LAUSR

Medulloblastoma (MB) is a heterogeneous disease, displaying distinct genetic profiles with specific molecular subgroups. This study aimed to validate MB molecular subgrouping using surrogate immunohistochemistry and associate molecular subgroups, histopathological types, and available clinicopathological parameters with overall survival (OS) and progression-free survival (PFS) of MB patients. This study included 40 MBs; immunohistochemical staining, using β-catenin and GRB2-Associated Binding Protein 1 (GAB1) antibodies, was used to classify MB cases into wingless signaling activated (WNT), sonic hedgehog (SHH), and non-WNT/SHH molecular subgroups. Nuclear morphometric analysis (for assessment of degree of anaplasia) and Kaplan-Meier survival curves were done. MB cases were classified into WNT (10%), SHH (30%), and non-WNT/SHH (60%) subgroups.
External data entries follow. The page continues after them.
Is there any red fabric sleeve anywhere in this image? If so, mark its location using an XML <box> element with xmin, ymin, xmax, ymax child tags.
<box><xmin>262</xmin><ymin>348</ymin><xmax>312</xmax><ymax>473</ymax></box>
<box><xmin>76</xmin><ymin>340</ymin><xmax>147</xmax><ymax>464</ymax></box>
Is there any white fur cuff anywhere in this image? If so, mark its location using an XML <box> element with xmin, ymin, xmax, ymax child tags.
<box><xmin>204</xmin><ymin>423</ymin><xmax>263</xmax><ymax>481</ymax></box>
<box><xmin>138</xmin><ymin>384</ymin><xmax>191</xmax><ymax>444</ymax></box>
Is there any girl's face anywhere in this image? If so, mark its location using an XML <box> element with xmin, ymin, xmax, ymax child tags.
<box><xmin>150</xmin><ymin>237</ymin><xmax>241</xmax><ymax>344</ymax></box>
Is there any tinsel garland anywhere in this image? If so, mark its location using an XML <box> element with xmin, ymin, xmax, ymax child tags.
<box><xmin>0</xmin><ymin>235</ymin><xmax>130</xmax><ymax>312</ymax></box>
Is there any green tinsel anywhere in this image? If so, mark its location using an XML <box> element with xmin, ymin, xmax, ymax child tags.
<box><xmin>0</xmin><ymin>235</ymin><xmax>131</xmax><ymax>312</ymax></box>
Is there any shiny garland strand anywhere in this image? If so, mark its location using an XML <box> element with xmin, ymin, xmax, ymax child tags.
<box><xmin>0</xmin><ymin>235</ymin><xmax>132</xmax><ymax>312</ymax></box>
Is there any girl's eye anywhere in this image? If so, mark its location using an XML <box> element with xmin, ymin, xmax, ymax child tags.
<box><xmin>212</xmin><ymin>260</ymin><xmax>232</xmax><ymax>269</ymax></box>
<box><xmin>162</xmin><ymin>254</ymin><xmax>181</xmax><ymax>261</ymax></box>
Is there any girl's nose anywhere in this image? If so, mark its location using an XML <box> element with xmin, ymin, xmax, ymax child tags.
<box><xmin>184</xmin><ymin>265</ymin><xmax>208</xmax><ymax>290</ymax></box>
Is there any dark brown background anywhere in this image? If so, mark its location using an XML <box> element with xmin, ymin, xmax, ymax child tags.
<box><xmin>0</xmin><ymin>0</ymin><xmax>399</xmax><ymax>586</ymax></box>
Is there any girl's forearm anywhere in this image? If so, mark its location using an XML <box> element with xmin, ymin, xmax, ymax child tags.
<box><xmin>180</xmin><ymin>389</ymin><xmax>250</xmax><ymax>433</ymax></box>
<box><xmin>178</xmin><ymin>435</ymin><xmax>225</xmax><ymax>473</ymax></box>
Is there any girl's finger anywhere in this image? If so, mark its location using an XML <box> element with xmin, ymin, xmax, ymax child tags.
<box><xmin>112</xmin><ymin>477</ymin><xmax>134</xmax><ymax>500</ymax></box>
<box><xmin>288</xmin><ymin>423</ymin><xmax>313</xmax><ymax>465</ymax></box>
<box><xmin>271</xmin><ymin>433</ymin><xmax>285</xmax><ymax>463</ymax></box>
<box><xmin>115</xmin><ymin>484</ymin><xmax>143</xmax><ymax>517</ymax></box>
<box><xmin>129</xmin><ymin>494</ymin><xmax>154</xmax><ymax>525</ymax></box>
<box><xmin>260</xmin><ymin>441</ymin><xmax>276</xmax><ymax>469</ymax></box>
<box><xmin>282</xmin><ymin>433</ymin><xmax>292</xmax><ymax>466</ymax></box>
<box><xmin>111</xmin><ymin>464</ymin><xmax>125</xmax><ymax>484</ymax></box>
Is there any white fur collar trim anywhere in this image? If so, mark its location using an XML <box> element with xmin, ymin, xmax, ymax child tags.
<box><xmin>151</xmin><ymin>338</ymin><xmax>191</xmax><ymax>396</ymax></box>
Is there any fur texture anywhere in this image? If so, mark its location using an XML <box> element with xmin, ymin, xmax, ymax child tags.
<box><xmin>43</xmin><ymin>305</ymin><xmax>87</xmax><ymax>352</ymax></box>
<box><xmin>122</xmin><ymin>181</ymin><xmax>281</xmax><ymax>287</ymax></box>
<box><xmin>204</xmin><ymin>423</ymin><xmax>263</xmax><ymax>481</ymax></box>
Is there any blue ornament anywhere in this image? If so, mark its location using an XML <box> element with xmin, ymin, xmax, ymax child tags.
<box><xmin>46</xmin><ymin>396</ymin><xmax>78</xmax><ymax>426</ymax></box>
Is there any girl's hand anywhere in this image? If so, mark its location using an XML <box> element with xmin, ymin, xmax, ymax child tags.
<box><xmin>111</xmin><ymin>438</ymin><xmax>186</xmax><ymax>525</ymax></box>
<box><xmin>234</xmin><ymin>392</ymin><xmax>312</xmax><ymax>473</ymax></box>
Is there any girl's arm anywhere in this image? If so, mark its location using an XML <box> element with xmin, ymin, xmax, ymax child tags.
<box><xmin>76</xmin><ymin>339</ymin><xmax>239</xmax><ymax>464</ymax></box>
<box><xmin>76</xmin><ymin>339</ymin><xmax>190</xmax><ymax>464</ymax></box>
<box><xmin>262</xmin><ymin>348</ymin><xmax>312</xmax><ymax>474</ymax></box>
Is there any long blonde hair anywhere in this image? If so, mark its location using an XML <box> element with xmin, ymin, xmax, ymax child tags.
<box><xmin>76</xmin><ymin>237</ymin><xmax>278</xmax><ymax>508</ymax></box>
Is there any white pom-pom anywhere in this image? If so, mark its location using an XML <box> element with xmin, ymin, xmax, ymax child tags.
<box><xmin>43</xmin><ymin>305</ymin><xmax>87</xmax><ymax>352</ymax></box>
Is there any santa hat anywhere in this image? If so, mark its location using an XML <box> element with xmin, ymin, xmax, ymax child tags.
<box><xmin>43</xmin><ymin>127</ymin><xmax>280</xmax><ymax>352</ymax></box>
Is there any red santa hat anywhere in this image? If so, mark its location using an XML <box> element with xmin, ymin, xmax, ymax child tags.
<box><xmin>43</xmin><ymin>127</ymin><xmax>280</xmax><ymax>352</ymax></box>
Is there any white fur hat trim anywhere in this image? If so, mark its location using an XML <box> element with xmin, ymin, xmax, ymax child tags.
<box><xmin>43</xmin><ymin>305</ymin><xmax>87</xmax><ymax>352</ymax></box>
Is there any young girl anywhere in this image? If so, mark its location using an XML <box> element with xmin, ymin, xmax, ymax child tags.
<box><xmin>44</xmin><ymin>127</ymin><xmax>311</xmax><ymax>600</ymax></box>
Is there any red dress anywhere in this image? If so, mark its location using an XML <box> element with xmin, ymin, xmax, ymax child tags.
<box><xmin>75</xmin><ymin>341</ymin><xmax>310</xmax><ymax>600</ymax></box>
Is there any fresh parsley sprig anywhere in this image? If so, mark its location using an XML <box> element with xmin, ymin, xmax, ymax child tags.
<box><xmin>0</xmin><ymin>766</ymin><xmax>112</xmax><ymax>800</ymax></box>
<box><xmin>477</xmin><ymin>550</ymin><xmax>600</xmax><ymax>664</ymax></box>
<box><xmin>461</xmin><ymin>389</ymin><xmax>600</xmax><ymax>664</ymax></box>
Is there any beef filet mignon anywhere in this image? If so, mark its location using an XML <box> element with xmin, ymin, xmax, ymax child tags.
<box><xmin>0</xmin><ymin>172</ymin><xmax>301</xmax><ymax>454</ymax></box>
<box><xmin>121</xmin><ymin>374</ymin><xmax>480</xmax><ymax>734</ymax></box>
Histopathological types differed significantly according to tumor location (p< 0.001), degree of anaplasia (p = 0.014), molecular subgroups (p < 0.001), and risk stratification (p = 0.008). Molecular subgroups differed significantly in age distribution (p = 0.031), tumor location (p< 0.001), histopathological variants (p < 0.001), and risk stratification (p < 0.001). OS was 77.5% and 50% after 1 and 2 years, while PFS was 65% and 27.5% after 1 and 2 years, respectively. OS and PFS were associated significantly with histopathological variants (p < 0.001 and 0.001), molecular subgroups (p = 0.012 and 0.005), and risk stratification (p < 0.001 and < 0.001), respectively. Medulloblastoma classification based on molecular subgroups, together with clinicopathological indicators, mainly histopathological types; accurately risk stratifies MB patients and predicts their survival.